A general desire for the anti-war movement to reach a wider audience was expressed by both the long-term activists and new. A ‘visual breakthrough’ was mentioned: a movement of cinema, documentary and film.
A few questions were raised on Stop the War’s name as an activist expressed the insecurity she felt when so often, after declaring that she be part of the anti-war movement, she would be faced with the dismissive question: ‘well, what war?’
This was counteracted by one activist, “I think we have a great brand. It tells us exactly what we want. We stop the war. What war? Any war. Anywhere that our country tries to go into - we stop it.”
This insecurity, brought about by a clear concern for outreach, and helping people understand the movement, was pinpointed very succinctly by long-standing activist Ellen: “We are up against the British press.” A truth that has been brought to light quite recently in the British election.
When it comes to stopping wars, we cannot waste any time in having an identity-crisis. We have people’s minds to change, and without the mainstream media telling the truth, an activist’s job is to make sure that the truth gets out there, no matter what.
“We need people on the streets” Chris Nineham stated “We need to get 20,000 people on the streets; we need to do everything we can do to win the argument as the pro-war movement gains traction.” These words were welcomed with a warm applause.
Navid Anthony’s words were welcomed with warmth as well, bringing perspective on the history of Iran. Anthony also made an important point in questioning the use of language to explain the situation in Iran, that we should call Trump’s sanctions a ‘siege’. And explained further that “depriving people of food and medicine is a war-crime.”
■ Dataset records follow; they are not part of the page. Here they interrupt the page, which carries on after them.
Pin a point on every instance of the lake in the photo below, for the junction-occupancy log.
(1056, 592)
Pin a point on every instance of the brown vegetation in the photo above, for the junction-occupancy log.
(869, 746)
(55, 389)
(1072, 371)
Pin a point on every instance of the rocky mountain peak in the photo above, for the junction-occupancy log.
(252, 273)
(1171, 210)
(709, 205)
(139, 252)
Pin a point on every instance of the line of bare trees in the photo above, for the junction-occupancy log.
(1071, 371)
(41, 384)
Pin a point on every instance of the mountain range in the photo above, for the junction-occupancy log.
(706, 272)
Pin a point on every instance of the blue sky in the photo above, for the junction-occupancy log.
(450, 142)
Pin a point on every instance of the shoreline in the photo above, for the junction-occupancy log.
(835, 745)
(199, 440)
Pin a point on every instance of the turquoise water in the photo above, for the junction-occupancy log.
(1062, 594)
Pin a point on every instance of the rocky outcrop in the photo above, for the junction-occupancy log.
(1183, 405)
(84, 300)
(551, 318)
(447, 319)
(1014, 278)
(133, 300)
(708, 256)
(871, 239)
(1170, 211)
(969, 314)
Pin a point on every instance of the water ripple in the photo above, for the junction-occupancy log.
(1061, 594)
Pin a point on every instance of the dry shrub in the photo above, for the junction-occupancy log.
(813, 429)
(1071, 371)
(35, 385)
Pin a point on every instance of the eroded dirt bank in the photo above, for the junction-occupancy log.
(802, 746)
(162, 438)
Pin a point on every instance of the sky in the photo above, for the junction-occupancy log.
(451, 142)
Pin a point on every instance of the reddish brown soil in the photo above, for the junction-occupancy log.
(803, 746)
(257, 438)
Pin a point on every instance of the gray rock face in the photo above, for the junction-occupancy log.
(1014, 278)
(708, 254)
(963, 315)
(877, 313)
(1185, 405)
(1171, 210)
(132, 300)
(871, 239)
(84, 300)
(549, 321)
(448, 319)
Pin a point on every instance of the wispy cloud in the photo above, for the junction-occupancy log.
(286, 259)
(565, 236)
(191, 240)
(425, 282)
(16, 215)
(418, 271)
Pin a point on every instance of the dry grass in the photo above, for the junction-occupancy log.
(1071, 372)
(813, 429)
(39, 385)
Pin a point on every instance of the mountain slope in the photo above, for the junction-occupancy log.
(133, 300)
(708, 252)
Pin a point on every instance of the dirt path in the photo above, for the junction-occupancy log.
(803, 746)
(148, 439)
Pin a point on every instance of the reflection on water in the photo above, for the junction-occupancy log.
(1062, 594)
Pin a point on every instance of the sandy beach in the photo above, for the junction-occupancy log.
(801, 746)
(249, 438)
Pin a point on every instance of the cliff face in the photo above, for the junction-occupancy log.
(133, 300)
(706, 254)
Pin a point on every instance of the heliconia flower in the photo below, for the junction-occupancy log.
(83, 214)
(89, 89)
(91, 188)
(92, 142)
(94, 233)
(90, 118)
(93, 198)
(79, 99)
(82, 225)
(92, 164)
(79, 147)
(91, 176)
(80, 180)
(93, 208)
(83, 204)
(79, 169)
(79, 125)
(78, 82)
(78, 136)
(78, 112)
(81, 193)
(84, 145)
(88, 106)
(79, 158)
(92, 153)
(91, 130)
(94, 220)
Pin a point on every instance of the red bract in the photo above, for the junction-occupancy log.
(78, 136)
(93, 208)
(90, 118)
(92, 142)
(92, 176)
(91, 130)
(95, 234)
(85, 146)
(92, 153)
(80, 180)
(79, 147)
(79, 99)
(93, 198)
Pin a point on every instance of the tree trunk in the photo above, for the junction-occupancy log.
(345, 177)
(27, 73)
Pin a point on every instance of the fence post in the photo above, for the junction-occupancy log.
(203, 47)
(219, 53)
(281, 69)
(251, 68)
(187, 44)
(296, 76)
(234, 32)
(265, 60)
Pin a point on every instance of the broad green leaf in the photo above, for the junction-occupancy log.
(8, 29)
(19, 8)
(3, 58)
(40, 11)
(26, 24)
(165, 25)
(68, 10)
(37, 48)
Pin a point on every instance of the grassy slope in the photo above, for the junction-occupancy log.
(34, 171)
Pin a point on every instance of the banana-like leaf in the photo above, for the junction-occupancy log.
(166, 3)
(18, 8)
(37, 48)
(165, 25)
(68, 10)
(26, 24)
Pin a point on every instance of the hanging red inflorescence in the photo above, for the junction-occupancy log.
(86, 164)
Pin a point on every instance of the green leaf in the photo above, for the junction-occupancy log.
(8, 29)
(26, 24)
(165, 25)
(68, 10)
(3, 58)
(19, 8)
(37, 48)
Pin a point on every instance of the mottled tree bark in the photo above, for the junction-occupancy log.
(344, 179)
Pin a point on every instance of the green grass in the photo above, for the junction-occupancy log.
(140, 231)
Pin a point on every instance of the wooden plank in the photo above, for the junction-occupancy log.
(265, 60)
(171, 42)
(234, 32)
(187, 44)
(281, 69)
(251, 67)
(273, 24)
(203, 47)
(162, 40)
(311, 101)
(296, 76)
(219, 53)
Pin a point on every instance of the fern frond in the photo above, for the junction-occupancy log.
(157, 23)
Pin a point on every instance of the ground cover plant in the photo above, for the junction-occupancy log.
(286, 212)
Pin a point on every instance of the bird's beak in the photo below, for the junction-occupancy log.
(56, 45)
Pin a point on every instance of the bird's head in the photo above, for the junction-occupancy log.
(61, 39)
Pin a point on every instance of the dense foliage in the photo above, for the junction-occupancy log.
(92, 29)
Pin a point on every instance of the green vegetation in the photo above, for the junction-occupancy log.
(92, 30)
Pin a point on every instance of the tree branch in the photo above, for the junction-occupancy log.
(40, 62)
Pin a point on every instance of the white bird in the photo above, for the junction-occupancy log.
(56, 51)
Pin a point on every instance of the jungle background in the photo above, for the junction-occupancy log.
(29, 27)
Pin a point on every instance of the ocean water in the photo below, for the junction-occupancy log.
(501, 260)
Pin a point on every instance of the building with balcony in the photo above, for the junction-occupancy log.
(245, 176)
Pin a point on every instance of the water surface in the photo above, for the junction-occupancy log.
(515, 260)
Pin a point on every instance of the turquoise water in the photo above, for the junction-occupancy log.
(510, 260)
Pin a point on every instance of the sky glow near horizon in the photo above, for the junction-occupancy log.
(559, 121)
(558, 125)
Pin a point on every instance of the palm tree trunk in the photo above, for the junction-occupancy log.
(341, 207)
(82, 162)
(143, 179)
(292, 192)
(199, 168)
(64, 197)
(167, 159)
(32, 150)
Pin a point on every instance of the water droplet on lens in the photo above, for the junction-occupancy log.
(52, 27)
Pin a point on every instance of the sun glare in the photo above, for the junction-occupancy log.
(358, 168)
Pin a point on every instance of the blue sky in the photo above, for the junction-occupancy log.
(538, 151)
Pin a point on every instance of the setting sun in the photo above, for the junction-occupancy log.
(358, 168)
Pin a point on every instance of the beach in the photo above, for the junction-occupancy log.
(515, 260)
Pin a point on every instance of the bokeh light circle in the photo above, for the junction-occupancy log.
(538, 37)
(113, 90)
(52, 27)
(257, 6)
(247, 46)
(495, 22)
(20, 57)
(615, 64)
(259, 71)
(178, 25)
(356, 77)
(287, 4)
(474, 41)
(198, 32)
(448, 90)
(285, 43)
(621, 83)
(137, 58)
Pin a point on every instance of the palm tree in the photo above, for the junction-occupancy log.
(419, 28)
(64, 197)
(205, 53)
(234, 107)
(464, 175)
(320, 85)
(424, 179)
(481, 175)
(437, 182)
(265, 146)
Both speakers, Nineham and Anthony, agreed that the propaganda campaign from the pro-war side is attempting to demonise Iran whilst not taking any responsibility in the West – and this type of propaganda must be met by full force. This include setting up stalls and holding as many public meetings as possible.
“We need to have a whole network of people in every area who are in touch and prepared to move when the time comes (..) There is an enormous amount of work that you need to do in order to mobilise on the kind of scale necessary. And I think that is the kind of work that we need to discuss, starting today.”